Workmanship began to receive attention from scholars after its place in society came under threat by the rise of industrialization. The Arts and Crafts movement arose in the late 19th and early 20th century, as workmanship was being displaced by emphases on process, machine work, and the separation of design and planning skills from the execution of work. Founders of the movement like William Morris, John Ruskin and Charles Eliot Norton argued that the opportunity to engage in workmanship used to be a great source of fulfillment for the working class. The arts and crafts movement has since been interpreted as a palliative, which unintentionally reduced resistance to the displacement of workmanship.

In a book on the nature of workmanship, David Pye writes that the displacement of workmanship continued into the late 20th century. He writes that since World War II especially, there has been "an enormous intensification of interest in design" at the expense of workmanship. Industrial processes are increasingly designed to minimize the skill needed for workers to produce quality products. 21st century scholars such as Matthew Crawford argued that office and other white-collar work is now being displaced by similar technological developments to those that caused manual workers to be made redundant from the late 19th to early 20th century. For those jobs that remain, cognitive aspects of the jobs are taken away from workers as knowledge is centralized. Crawford calls for a revaluing of workmanship, saying that certain manual roles like mechanics, plumbers, and carpenters have been resistant to further automation, and are among the most likely to continue offering the worker the chance for independent thought. Writers like Alain de Botton and Jane McGonigal argued that the world of work needs to be reformed to make it more fulfilling and less stressful. In particular, workers need to be able to make a deeply felt, imaginative connection between their own efforts and the end product. McGonigal argues that computer games can be a source of ideas for doing this; she says the primary reason for World of Warcraft being so popular is the sense of "blissful productivity" that its players enjoy.

===Electronics manufacturing===
The reliability of electronic devices is greatly affected by the quality of the workmanship. Therefore, the electronics manufacturing industry has developed several voluntary consensus standards to provide guidance on how products should be designed, built, inspected, and tested.

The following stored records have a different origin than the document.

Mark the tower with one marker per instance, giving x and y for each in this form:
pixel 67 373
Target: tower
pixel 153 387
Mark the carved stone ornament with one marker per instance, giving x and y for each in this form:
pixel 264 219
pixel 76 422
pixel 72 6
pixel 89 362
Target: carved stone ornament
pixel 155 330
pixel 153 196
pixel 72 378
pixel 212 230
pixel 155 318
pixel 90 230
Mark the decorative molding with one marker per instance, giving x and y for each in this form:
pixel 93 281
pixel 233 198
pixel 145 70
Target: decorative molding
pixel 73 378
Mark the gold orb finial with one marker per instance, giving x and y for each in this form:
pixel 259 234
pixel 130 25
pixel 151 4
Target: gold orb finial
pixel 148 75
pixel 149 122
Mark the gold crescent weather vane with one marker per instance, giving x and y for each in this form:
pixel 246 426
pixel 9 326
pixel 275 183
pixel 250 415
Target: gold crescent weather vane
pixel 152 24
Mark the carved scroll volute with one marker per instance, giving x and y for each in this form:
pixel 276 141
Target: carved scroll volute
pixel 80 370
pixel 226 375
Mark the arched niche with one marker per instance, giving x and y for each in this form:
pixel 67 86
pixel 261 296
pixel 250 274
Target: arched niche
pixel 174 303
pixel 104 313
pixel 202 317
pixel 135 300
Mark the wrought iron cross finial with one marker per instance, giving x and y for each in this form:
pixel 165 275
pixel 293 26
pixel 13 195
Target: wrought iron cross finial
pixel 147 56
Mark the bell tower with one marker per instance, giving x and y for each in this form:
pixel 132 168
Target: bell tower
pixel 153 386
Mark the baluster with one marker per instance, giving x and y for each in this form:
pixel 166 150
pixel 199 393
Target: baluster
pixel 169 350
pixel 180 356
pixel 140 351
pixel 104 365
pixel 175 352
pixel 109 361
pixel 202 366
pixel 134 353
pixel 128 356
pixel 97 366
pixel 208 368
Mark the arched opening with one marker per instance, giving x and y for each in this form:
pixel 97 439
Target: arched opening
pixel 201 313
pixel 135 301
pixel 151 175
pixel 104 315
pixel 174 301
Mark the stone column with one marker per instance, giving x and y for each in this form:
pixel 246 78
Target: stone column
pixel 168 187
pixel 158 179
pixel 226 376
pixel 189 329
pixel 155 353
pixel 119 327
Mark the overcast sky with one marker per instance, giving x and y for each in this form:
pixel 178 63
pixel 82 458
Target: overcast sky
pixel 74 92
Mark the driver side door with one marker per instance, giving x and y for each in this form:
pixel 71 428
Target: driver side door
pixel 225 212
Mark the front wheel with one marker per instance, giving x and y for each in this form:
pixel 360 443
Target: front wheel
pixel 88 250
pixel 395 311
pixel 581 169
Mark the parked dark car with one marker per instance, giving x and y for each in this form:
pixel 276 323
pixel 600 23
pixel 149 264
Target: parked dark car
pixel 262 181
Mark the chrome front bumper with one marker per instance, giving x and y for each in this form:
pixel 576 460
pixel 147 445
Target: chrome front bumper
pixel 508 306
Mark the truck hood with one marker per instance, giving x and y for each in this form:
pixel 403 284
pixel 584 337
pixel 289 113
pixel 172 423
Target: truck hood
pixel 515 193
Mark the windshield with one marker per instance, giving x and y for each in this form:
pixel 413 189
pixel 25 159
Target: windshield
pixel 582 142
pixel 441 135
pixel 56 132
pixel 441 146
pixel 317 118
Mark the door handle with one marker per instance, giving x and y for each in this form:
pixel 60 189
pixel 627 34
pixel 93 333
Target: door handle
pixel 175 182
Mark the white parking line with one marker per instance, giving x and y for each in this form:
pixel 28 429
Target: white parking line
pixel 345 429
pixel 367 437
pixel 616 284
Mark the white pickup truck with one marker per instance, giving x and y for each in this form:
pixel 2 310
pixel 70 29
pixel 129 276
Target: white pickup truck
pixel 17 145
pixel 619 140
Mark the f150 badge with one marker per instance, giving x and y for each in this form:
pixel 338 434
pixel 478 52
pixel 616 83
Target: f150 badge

==Workmanship and aversion to labor==
Older economic writings hold that people are averse to labor and can only be motivated to work using incentives like rewards and punishments.

Christianity is generally approving of workmanship, though certain Bible passages such as ("...Cursed is the ground because of you; through painful toil you will eat food from it all the days of your life.") contribute to the view that labor is a necessary evil, a punishment for original sin. (Though work did not originate with the fall of man, see —"Yahweh God took the man and put him in the garden of Eden to work it and keep it.")

Veblen is among those who now believe that work can be inherently joyful and satisfying. Veblen acknowledges that people tend towards idleness, but asserts that they also value work for its own sake, as is demonstrated by the vast amount of work that people do without obvious external pressure. Veblen also notes the near-universal tendency for people to approve of others' good work.

Psychologist Pernille Rasmussen believes that the tendency to value work can become so strong that it stops being a positive source of motivation, contributing instead to some people losing balance and becoming workaholics.